Wednesday, September 19, 2007

Blackwater Guards Fired First: Iraqi Report

This is from the NY Times op eds. These are now available to everyone. Hurrah! Without Blackwater US diplomatic missions will be grounded since Blackwater protects them. Most commentators have no criticism of the fact that private contractors are beyond the reach of Iraqi law in cases such as these.

Iraqi Report Says Blackwater Guards Fired First


By SABRINA TAVERNISE and JAMES GLANZ
Published: September 19, 2007
BAGHDAD, Sept. 18 — A preliminary Iraqi report on a shooting involving an American diplomatic motorcade said Tuesday that Blackwater security guards were not ambushed, as the company reported, but instead fired at a car when it did not heed a policeman’s call to stop, killing a couple and their infant.


The Reach of War
» The report, by the Ministry of Interior, was presented to the Iraqi cabinet and, though unverified, seemed to contradict an account offered by Blackwater USA that the guards were responding to gunfire by militants. The report said Blackwater helicopters had also fired. The Ministry of Defense said 20 Iraqis had been killed, a far higher number than had been reported before.

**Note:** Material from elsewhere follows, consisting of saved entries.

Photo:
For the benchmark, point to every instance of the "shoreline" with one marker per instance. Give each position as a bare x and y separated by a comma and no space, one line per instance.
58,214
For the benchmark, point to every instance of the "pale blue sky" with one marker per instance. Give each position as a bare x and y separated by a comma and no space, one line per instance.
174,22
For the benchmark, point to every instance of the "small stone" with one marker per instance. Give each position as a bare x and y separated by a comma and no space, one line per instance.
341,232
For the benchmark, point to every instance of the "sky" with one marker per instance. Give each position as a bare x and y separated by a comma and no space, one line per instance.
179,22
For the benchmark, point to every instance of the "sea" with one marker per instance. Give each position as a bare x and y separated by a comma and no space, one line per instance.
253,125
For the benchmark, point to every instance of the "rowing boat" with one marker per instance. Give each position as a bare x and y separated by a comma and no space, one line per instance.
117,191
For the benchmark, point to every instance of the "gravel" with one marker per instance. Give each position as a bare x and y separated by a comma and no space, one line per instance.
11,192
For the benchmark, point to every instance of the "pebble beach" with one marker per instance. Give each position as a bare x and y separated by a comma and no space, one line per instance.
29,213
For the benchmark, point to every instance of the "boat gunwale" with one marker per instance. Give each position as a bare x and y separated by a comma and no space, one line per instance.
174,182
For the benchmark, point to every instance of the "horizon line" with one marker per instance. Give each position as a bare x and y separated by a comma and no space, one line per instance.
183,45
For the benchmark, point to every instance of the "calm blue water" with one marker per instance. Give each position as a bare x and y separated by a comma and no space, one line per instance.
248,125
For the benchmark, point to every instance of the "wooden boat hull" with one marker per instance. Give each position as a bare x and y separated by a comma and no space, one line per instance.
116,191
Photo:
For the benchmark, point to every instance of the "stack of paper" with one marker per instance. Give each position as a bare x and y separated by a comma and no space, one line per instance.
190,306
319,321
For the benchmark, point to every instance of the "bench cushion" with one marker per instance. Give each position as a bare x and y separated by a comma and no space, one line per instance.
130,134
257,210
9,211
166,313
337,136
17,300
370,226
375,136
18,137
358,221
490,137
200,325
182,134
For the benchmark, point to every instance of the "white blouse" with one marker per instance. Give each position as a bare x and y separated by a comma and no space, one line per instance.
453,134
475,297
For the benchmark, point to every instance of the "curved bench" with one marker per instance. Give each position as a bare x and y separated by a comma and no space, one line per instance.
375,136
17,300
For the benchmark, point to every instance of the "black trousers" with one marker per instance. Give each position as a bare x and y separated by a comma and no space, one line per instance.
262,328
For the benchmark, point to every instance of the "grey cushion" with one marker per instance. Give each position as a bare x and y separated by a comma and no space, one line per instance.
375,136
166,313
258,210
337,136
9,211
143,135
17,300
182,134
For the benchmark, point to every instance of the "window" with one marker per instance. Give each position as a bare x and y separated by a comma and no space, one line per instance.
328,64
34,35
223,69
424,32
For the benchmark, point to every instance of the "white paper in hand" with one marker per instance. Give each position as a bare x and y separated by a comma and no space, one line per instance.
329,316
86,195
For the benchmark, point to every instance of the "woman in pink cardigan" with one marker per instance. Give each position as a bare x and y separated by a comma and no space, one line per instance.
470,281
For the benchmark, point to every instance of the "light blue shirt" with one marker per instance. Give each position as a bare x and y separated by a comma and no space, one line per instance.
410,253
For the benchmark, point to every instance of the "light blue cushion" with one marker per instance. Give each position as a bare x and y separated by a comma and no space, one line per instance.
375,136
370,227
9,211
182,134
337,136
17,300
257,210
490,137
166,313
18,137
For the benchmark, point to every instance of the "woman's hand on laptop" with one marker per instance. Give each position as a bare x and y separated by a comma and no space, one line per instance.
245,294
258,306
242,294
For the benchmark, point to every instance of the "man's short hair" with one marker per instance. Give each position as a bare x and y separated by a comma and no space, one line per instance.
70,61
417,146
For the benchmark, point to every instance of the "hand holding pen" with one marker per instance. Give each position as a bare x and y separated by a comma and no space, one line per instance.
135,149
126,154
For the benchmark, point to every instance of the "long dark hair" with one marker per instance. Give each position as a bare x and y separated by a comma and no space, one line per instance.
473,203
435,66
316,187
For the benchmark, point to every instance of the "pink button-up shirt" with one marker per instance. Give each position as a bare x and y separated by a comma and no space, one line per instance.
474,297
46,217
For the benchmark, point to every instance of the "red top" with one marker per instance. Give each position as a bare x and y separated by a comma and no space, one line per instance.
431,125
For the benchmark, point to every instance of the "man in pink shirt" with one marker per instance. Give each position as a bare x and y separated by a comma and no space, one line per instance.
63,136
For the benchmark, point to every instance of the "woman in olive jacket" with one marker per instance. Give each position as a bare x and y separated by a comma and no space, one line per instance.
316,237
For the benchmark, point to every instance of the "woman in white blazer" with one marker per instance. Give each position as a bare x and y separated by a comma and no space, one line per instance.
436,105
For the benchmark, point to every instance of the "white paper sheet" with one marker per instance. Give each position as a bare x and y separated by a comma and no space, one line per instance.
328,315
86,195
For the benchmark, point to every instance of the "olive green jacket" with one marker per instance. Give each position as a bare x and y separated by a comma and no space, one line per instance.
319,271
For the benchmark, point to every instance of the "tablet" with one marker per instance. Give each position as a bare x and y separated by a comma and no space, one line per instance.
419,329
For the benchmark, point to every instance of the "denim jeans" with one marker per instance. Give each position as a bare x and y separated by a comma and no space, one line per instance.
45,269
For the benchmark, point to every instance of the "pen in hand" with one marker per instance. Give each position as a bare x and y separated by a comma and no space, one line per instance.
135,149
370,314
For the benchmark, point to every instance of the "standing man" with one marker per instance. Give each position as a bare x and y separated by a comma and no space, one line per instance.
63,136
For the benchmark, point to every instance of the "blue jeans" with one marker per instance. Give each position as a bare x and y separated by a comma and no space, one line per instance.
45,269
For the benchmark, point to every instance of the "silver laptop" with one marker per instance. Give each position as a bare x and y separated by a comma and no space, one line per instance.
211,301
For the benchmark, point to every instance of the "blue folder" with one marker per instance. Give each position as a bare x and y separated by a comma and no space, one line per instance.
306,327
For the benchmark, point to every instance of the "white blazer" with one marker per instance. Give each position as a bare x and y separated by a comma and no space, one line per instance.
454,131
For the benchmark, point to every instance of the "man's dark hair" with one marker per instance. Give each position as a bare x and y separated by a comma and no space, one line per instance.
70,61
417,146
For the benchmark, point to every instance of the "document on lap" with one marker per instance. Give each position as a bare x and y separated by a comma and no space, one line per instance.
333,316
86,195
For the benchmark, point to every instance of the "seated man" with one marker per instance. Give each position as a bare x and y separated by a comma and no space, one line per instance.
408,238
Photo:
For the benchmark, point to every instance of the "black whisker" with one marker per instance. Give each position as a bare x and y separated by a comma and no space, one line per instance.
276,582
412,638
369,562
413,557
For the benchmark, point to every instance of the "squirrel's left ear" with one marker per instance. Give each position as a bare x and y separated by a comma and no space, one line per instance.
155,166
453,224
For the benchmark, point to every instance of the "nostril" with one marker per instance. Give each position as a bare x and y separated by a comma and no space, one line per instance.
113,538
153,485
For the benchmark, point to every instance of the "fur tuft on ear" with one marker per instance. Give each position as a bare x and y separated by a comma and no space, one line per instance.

In a sign of the seriousness of the standoff, the American Embassy here suspended diplomatic missions outside the Green Zone and throughout Iraq on Tuesday.

“There was not shooting against the convoy,” said Ali al-Dabbagh, the Iraqi government’s spokesman. “There was no fire from anyone in the square.”

A State Department spokesman, Edgar Vasquez, said he had not heard of the report and repeated that the department was conducting an investigation supported by the American military. A spokeswoman for Blackwater did not respond to an e-mail request for comment.

“Let these folks do the investigation and get all the facts,” Mr. Vasquez said, “and if department procedures were not followed, after the facts have been gathered we would decide what action to take.”

The shooting, which took place on Sunday, has angered Iraqi officials and touched off a harsh debate about private security companies, which operate outside Iraqi law, a privilege extended to them by Americans officials while Iraq’s government was still under American administration. Blackwater, which guards all top American officials here, had its work suspended, and Iraqi officials agreed to rewrite the rules to make the companies accountable.

“We do understand that the security companies are subject to high levels of threat and they do a good job at protection, but this does not entitle them to immunity from Iraqi laws,” Mr. Dabbagh said. “This is what the Iraqi government would like to review.”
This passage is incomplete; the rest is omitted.